“One of the greatest challenges facing jaguar conservation in Belize is finding solutions for the coexistence of jaguars and the communities which live in and around the jaguar’s habitat”
Protected Area Manager, Ya’axché Conservation Trust
The elusive jaguar, the largest cat in the western hemisphere, once roamed from south-western America through the Amazon Basin and into Argentina.
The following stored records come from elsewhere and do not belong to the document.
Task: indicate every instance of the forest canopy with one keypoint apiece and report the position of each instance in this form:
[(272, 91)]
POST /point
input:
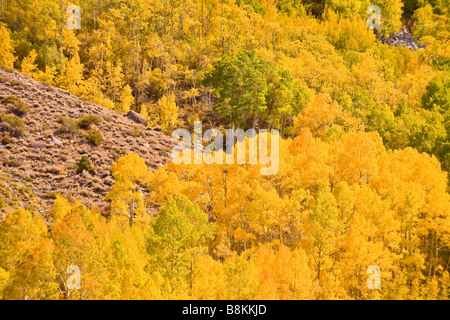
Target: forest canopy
[(364, 155)]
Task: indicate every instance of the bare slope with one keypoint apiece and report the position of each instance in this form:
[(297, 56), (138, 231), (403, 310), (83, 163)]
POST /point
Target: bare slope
[(43, 160)]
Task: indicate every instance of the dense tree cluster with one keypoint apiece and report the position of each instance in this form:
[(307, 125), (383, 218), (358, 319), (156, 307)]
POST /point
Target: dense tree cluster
[(364, 158)]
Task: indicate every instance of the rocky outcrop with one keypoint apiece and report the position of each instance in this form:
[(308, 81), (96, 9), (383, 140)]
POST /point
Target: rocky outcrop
[(402, 38), (136, 117), (43, 160)]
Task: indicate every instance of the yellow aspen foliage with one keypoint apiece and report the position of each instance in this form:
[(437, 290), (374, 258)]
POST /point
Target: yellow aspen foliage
[(6, 49), (28, 66), (168, 111)]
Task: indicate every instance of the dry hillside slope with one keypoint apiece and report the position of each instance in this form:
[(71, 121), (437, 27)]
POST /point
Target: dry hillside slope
[(42, 161)]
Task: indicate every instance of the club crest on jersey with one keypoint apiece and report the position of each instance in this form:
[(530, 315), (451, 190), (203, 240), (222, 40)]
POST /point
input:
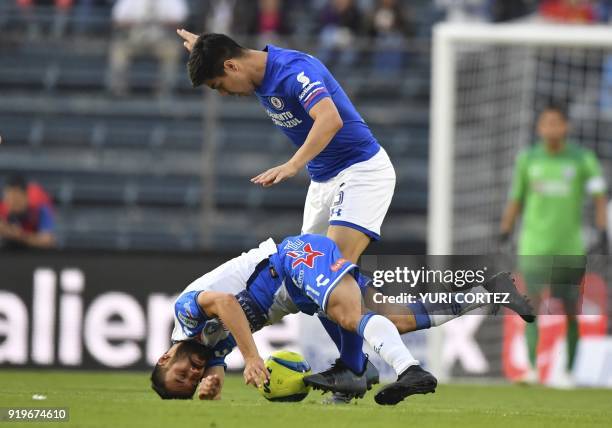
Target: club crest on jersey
[(277, 103), (339, 263), (306, 256), (303, 79)]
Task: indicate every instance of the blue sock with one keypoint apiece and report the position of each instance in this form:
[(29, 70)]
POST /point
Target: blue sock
[(333, 331), (350, 345)]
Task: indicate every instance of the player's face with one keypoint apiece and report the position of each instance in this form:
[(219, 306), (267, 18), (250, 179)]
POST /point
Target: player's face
[(185, 367), (552, 126), (234, 82), (15, 199)]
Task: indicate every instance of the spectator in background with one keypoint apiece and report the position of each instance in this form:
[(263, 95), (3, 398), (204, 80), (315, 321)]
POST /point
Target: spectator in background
[(340, 22), (35, 20), (568, 11), (219, 16), (146, 27), (26, 215), (269, 21), (389, 28)]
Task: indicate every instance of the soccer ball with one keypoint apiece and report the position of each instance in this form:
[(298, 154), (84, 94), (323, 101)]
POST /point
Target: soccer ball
[(287, 370)]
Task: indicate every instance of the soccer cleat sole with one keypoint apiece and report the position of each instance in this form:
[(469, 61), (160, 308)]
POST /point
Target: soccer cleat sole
[(396, 392), (520, 303), (325, 388)]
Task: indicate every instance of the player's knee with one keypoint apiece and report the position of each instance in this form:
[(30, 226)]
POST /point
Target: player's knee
[(347, 321), (403, 323)]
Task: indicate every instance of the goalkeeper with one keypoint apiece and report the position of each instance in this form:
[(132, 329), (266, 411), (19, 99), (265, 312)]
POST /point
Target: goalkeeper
[(550, 182)]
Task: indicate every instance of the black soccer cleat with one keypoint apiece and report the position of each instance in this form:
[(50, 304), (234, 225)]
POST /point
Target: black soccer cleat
[(340, 379), (503, 282), (372, 378), (414, 380)]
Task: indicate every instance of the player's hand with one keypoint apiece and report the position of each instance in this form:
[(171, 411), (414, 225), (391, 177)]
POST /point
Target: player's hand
[(189, 39), (276, 175), (210, 387), (255, 372)]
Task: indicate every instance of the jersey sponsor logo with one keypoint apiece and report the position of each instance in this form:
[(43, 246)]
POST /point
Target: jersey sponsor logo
[(305, 256), (338, 264), (552, 187), (277, 103), (284, 120), (303, 79)]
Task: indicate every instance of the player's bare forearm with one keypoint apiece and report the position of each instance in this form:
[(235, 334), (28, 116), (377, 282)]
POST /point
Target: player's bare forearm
[(226, 307), (327, 123), (601, 212), (511, 213), (212, 383)]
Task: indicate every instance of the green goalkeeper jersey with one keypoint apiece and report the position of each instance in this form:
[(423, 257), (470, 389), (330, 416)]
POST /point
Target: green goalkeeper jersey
[(551, 190)]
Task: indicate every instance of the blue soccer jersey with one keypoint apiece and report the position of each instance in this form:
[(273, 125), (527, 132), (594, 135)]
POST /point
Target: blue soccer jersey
[(293, 83), (312, 266)]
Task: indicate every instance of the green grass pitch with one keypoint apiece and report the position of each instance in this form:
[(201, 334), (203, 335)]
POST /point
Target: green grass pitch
[(122, 399)]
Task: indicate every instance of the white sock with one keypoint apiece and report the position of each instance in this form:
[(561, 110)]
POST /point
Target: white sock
[(382, 336)]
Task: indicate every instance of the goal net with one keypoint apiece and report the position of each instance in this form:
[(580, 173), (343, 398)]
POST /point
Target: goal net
[(489, 82)]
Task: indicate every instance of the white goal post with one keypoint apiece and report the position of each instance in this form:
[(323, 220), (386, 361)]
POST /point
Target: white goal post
[(448, 39), (488, 83)]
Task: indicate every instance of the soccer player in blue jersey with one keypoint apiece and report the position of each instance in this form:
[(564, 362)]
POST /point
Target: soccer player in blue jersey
[(352, 178), (304, 273)]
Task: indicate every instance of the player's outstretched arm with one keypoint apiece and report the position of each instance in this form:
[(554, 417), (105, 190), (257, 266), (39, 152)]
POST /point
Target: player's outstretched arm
[(212, 383), (511, 214), (327, 122), (226, 307)]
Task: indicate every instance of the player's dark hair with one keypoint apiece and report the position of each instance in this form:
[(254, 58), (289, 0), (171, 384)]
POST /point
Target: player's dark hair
[(555, 107), (18, 181), (158, 383), (209, 53)]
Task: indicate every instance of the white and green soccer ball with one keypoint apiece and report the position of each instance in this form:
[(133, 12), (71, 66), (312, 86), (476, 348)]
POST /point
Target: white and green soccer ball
[(287, 370)]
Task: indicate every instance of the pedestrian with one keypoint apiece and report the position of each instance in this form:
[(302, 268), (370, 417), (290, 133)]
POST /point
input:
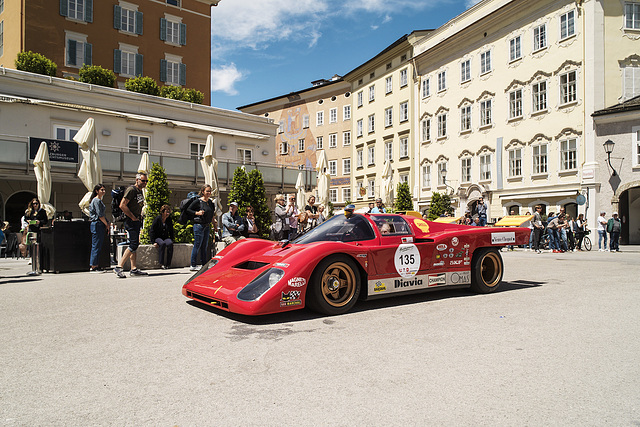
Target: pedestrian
[(202, 210), (579, 229), (232, 225), (162, 235), (602, 232), (481, 211), (251, 229), (614, 226), (379, 207), (280, 227), (131, 206), (321, 218), (293, 218), (538, 228), (312, 211), (99, 226)]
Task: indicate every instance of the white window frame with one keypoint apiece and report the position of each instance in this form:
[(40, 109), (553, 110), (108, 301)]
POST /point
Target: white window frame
[(333, 167), (137, 147), (485, 62), (485, 167), (465, 170), (404, 111), (567, 25), (388, 85), (568, 154), (346, 112), (346, 166), (442, 125), (346, 138), (540, 37), (403, 147), (465, 71), (515, 48), (540, 158), (388, 117), (515, 162), (539, 96), (333, 140), (568, 87), (403, 78), (426, 176)]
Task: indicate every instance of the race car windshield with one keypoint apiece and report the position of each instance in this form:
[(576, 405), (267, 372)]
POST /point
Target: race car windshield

Today it has been eliminated from much of its range.
The jaguar has a strong association with the water and is found in a variety of habitats from rainforest to swamp areas, grasslands and dry deciduous forest.
Derived from the Native American word yaguar, jaguar means “he who kills with one leap”
Jaguars live alone and define large territories by marking with their waste or clawing trees
They are tan or orange with distinctive black spots but some are so dark they appear to be spotless
High deforestation rates across Latin America and fragmentation of forest habitat is increasingly isolating today’s jaguar populations, making them more vulnerable to human persecution.
Fauna & Flora International (FFI) is supporting partner organisation, the Ya’axché Conservation Trust, on an important jaguar project in Belize’s Maya Golden Landscape. Ya’axché is monitoring jaguar populations and protecting their forest habitat whilst also raising awareness among local communities about this big cat.
In Brazil, FFI is working to protect important jaguar habitat in and around Cristalino State Park and is supporting the work of researchers to promote the coexistence of people and jaguars.